Some Issues When I Start My Ray Cluster in centos 7

wuyeguo · January 28, 2022, 3:56am

Hi
I deployed Ray 1.9.2 on two Centos 7 server with yaml，found some issues as following

Issue
1. if i start ray with my python3 with binary /usr/local/python3/bin/python3， when subbmit script ， ray will start my script with python which is the default /usr/bin/python
2. if my config worker node ip in config not bind to eth0， the worker node will always restart
3. when stop ray with “ray stop”, because with no parameters， will try to stop default port 6379 ， but i set the head port to 26379
My Config

cluster_name: default

provider:
    type: local
    head_ip: 172.28.200.59
    worker_ips: [172.28.1.12]

auth:
    ssh_user: ray
    ssh_private_key: ~/.ssh/id_rsa

min_workers: 1
max_workers: 1

upscaling_speed: 1.0
idle_timeout_minutes: 5

file_mounts: {
}

cluster_synced_files: []

file_mounts_sync_continuously: False

rsync_exclude:
    - "**/.git"
    - "**/.git/**"

rsync_filter:
    - ".gitignore"

initialization_commands: []

setup_commands: []

head_setup_commands: []

worker_setup_commands: []

head_start_ray_commands:
    - ray stop
    - ulimit -c unlimited && ray start --head --port=26379 --autoscaling-config=~/ray_bootstrap_config.yaml

worker_start_ray_commands:
    - ray stop
    - ray start --address=$RAY_HEAD_IP:26379

my ENV

[ray@ml-test ~]$ ip a
2: eth0: <BROADCAST,MULTICAST,UP,LOWER_UP> mtu 1500 qdisc mq state UP group default qlen 1000
    link/ether 00:16:3e:0c:35:2f brd ff:ff:ff:ff:ff:ff
    inet 172.16.210.22/24 brd 172.16.210.255 scope global dynamic eth0
       valid_lft 309320647sec preferred_lft 309320647sec
3: ztbtovnmsg: <BROADCAST,MULTICAST,UP,LOWER_UP> mtu 2800 qdisc pfifo_fast state UNKNOWN group default qlen 1000
    link/ether 36:bb:ef:b5:f2:af brd ff:ff:ff:ff:ff:ff
    inet 172.28.200.59/16 brd 172.28.255.255 scope global ztbtovnmsg
       valid_lft forever preferred_lft forever

[ray@al-bj-ml-prd ~]$ ip a
2: eth0: <BROADCAST,MULTICAST,UP,LOWER_UP> mtu 1500 qdisc pfifo_fast state UP group default qlen 1000
    link/ether 00:16:3e:0a:2d:ae brd ff:ff:ff:ff:ff:ff
    inet 172.16.210.21/24 brd 172.16.210.255 scope global dynamic eth0
       valid_lft 268112162sec preferred_lft 268112162sec
244: ztbtovnmsg: <BROADCAST,MULTICAST,UP,LOWER_UP> mtu 2800 qdisc pfifo_fast state UNKNOWN group default qlen 1000
    link/ether 36:fb:bf:69:09:f7 brd ff:ff:ff:ff:ff:ff
    inet 172.28.1.12/16 brd 172.28.255.255 scope global ztbtovnmsg
       valid_lft forever preferred_lft forever

[ray@ml-test ~]$ alias
alias python='python3'
[ray@ml-test ~]$ which python3
/usr/local/python3/bin/python3

suggestion

alias alias python='python3' can solve issue 1, but not pretty.

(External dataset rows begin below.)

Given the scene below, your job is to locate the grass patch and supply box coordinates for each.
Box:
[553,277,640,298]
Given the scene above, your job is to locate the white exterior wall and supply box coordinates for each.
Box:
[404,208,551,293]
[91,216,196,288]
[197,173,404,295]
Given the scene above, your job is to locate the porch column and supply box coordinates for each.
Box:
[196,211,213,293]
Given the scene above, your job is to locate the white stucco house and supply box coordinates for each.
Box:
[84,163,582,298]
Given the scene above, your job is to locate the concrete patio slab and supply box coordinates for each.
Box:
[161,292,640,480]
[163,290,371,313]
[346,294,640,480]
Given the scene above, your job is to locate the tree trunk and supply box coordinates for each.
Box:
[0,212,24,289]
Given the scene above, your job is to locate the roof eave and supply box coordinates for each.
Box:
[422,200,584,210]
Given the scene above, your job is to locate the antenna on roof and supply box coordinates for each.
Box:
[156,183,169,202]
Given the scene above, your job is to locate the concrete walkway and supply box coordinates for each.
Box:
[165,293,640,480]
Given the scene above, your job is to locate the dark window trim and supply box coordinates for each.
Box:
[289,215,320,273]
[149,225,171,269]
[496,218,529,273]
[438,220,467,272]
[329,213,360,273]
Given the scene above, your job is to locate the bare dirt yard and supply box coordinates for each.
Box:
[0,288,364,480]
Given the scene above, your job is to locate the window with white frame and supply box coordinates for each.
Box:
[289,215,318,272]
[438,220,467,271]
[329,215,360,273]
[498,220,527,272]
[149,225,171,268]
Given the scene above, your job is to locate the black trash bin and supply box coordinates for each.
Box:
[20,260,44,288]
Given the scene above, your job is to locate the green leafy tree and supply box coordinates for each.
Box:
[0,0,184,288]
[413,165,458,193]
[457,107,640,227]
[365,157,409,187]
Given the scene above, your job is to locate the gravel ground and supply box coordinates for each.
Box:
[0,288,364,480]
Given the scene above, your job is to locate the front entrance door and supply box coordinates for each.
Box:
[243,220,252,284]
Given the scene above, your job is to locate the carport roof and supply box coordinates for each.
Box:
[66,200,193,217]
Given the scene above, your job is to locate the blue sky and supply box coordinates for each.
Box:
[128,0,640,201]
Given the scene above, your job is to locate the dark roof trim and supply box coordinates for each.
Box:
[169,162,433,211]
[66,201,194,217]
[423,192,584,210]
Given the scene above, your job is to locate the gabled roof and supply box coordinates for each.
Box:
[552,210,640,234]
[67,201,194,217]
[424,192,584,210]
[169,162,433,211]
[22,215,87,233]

if use sys.executable to replace hard code python , maybe better

[root@localhost ~]# python3
Python 3.8.12 (default, Sep 19 2021, 21:26:47)
[GCC 4.8.5 20150623 (Red Hat 4.8.5-44)] on linux
Type "help", "copyright", "credits" or "license" for more information.
>>> import sys
>>> sys.executable
'/usr/local/bin/python3'

not use hard code eth0 to start worder node?
add parameter or config to stop sub command, may be better

zhz · January 28, 2022, 4:22am

@raulchen I think you have some suggestions? cc @Dmitri too

Dmitri · January 28, 2022, 5:38am

There might be some maneuvering you could do with the setup_commands to get the correct behavior, along the lines of ray/defaults.yaml at 1fee0159b4573138284e6902ef484a43350eeda9 · ray-project/ray · GitHub
I don’t know anything about this one.
Yes, Ray stop kills all Ray processes for all Ray clusters running on a node. I think we’ve considered adding an address parameter, but deprioritized it due to technical points with the current implementation of Ray stop – it’s not trivial to do.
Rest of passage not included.